GÜNDEM - 09 Aralık 2025 Salı 17:16

Başkan adayı Özay’dan seçim çağrısı

A
A
A
Başkan adayı Özay’dan seçim çağrısı

Karabük’te Bakkallar, Fırıncılar, Kahveciler ve Lokantacılar Odası Başkan Adayı Sercan Özay, esnaf oda seçimlerinin hafta içi yerine hafta sonu yapılması gerektiğini belirterek çağrıda bulundu.


Özay, yaptığı açıklamada esnafın günün büyük bölümünü iş yerlerinde geçirmek zorunda olduğunu, bu nedenle hafta içine alınan seçimlere katılımın düşebileceğini söyledi. Esnafın demokratik hakkını kullanabilmesinin önemine vurgu yapan Özay, "Esnafımız sabahın erken saatlerinden gece geç saatlere kadar çalışan emek sahipleridir. Oda seçimlerinin hafta içine alınması, esnafın katılımını zorlaştırmakta ve iradesini sandığa yansıtmasını engellemektedir" dedi.

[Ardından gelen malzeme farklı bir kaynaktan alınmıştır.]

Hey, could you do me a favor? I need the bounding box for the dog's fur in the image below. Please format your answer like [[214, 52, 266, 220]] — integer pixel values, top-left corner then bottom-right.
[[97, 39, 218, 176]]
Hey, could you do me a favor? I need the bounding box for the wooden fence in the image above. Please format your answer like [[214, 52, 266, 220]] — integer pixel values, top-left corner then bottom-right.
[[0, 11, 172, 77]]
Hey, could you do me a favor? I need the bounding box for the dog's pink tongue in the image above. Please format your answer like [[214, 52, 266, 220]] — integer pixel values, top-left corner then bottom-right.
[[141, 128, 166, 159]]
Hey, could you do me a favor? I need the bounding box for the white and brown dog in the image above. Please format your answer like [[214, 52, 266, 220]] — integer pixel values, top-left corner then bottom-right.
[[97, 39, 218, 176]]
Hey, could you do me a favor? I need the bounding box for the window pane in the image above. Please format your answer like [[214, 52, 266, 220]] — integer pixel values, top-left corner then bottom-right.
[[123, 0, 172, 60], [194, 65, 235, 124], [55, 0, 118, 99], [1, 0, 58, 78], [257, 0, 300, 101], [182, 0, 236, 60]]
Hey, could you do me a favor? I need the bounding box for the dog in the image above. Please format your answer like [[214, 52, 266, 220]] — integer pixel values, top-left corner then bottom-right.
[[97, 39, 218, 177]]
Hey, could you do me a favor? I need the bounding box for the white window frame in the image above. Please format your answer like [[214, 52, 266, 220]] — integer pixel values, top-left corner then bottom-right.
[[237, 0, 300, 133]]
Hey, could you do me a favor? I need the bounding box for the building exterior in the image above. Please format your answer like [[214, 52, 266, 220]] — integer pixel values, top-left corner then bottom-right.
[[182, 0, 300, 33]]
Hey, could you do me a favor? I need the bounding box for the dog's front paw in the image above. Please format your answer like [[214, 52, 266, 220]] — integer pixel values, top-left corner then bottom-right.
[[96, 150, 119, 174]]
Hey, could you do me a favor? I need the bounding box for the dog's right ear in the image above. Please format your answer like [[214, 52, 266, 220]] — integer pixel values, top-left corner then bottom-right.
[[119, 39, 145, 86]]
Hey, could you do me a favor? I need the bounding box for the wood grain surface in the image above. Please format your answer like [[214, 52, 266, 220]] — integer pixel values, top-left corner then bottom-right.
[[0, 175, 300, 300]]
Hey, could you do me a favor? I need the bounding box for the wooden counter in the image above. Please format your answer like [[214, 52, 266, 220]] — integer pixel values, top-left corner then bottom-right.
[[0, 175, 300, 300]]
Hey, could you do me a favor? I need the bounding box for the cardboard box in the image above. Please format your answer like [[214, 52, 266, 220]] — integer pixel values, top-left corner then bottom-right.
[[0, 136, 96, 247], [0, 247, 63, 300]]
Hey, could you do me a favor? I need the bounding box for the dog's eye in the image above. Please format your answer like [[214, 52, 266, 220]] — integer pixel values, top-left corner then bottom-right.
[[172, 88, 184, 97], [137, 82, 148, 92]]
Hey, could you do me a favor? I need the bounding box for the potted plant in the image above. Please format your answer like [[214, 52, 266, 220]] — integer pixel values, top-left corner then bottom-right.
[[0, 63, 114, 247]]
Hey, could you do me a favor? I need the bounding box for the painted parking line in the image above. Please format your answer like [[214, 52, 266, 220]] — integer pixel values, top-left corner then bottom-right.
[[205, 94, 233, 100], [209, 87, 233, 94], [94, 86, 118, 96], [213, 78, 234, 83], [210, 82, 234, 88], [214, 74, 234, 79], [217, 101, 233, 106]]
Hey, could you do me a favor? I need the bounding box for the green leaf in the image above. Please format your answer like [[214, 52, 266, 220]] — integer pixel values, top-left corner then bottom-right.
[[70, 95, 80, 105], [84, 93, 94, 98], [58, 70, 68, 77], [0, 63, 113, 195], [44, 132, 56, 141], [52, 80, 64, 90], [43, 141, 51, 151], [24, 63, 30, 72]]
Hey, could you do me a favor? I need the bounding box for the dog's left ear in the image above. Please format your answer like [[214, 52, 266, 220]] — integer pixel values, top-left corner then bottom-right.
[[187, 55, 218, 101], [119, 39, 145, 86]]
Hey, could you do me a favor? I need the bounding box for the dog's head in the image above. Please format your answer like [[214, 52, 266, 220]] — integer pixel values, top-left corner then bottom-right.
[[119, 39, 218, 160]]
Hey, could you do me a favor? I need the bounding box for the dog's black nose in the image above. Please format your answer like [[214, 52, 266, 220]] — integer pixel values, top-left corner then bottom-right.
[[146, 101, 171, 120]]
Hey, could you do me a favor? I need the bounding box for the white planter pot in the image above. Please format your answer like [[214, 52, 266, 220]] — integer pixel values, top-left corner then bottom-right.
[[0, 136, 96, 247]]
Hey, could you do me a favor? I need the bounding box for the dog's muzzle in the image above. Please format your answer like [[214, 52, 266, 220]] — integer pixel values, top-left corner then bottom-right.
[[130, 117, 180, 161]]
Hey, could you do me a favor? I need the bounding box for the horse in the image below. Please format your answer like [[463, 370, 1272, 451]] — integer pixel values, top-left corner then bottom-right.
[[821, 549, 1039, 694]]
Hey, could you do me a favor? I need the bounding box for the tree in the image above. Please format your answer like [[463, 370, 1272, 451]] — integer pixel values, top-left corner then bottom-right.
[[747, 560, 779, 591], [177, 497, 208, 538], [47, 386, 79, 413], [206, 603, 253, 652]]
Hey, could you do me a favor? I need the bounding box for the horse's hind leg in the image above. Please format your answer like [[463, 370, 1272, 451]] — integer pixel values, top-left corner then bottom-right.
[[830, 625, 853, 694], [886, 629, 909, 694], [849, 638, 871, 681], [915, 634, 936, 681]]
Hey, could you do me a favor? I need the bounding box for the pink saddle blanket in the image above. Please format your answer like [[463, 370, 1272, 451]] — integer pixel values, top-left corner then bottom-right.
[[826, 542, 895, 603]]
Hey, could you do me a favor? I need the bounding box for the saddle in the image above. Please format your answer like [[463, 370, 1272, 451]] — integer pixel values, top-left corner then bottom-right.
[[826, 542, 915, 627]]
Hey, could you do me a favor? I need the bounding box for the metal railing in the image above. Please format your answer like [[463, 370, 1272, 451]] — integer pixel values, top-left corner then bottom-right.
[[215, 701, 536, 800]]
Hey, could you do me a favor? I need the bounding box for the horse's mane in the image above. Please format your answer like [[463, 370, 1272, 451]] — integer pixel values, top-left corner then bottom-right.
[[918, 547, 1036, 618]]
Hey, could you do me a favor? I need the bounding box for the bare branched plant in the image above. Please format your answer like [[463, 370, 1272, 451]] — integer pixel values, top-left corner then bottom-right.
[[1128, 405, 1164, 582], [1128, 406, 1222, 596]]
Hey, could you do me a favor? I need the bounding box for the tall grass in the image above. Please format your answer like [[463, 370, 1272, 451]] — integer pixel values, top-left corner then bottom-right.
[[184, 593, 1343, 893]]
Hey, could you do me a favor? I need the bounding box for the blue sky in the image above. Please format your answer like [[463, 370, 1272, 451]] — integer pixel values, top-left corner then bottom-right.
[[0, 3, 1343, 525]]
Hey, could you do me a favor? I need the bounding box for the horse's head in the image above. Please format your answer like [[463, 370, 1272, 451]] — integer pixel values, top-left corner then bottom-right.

Hafta sonu yapılacak bir seçimin hem katılımı artıracağını hem de esnafın iş kaybı yaşamamasını sağlayacağını ifade eden Özay, esnafın bir günlük kazancının işletme giderlerinden aile geçimine kadar pek çok kalemi etkilediğini belirtti.


Özay, birçok oda başkanının hafta sonu seçimlere yönelik hassasiyet gösterdiğini ancak mevcut tarihin hafta içine çekilmesinin esnaf camiasında tepkiye yol açtığını dile getirdi. Ahilik kültürünün mirası olan seçim sürecinin esnafın iradesiyle şekillenmesi gerektiğini belirten Özay, "Esnafın iradesi tam olarak sandığa yansımalıdır. Hafta içi yapılacak bir seçim bu iradeyi zayıflatma riski taşımaktadır" dedi.


Esnafın haklı taleplerini savunmaya devam edeceklerini kaydeden Özay, yetkilileri esnafın talebine kulak vermeye davet etti.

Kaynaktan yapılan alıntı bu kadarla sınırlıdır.